Acusados estariam planejando ataques em áreas turísticas e navios

BBC e EFE

28 de abril de 2010 | 12h16

CAIRO - Um tribunal da segurança do Estado egípcio condenou 26 membros de vários países de uma célula terrorista liderada por um ativista do grupo libanês Hezbollah a penas que vão dos seis meses de prisão à cadeia perpétua e não podem ser recorridas.

 

Quatro acusados, entre os que há um libanês, um palestino e dois egípcios, foram condenados à prisão perpétua, que representa uma condenação efetiva de 25 anos no Egito.

 

O juiz do tribunal, Adel Abdel Salam Goma, disse que os réus "planejavam causar danos à economia do Egito e desestabilizar a segurança do país, objetivos que não alcançaram, com ataque terroristas a navios e pontos turísticos".

 

No ano passado o líder do Hezbollah Hassan Nasrallah confirmou que Shihab, um dos condenados, era um membro do grupo no Egito e que ajudava aliados palestinos a cruzar armas na fronteira para Gaza.

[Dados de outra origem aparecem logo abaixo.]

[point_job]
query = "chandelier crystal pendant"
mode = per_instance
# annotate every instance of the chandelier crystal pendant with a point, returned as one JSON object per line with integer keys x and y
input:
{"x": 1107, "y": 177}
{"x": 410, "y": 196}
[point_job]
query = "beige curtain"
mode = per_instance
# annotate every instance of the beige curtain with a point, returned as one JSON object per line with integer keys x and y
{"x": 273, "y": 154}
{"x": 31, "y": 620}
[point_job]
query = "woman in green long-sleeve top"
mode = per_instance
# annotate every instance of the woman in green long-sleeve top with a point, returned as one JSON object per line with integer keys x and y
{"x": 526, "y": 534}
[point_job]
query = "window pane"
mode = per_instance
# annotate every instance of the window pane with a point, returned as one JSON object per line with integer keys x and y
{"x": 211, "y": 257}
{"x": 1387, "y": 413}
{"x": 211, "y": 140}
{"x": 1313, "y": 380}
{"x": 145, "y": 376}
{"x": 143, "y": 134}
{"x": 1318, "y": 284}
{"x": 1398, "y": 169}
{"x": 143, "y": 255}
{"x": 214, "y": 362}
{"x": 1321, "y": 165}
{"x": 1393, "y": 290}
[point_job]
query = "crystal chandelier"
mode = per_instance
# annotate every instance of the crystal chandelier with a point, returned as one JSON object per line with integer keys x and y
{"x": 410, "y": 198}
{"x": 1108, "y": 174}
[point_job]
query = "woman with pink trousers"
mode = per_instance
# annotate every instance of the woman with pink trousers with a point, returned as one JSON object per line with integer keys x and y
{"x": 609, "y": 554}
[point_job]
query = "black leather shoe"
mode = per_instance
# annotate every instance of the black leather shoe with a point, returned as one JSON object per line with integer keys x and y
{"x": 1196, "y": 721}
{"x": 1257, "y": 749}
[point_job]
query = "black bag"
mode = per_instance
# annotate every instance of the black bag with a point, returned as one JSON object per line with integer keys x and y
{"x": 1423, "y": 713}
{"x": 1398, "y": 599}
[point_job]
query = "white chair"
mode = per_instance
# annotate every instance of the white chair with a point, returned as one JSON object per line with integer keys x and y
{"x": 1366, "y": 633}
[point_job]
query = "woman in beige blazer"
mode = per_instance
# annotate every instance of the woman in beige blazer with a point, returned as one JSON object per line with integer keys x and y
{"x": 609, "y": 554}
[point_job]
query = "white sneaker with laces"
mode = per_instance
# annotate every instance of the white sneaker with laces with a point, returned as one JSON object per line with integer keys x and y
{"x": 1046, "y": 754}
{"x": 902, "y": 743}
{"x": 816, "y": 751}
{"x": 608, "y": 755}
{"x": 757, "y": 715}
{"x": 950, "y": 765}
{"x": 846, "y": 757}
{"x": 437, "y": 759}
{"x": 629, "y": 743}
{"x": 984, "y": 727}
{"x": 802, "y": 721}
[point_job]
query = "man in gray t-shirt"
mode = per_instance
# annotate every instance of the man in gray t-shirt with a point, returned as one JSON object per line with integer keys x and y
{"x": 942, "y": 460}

Entretanto o Egito afirma que prendeu o grupo por suspeita de planejar ataques.

 

Promotores afirmaram que o Hezbollah havia dito ao homem para coletar informações de vilas ao longo da fronteira entre Egito e Gaza, pontos turísticos e do Canal de Suez.

 

O grupo havia recebido equipamento do Hezbollah, e havia sido também enviado para espalhar a ideologia xiita em um país predominantemente sunita, disse o governo egípcio.

 

No começo do julgamento foi dito que pelo mesmo um dos acusados afirmou que havia sido torturado enquanto estava sob custódia.

 

O Hezbollah diz que as acusações têm motivações políticas. O grupo apoia o Hamas - o movimento islâmico que controla Gaza - e tem criticado fortemente o apoio Egito dado a Israel.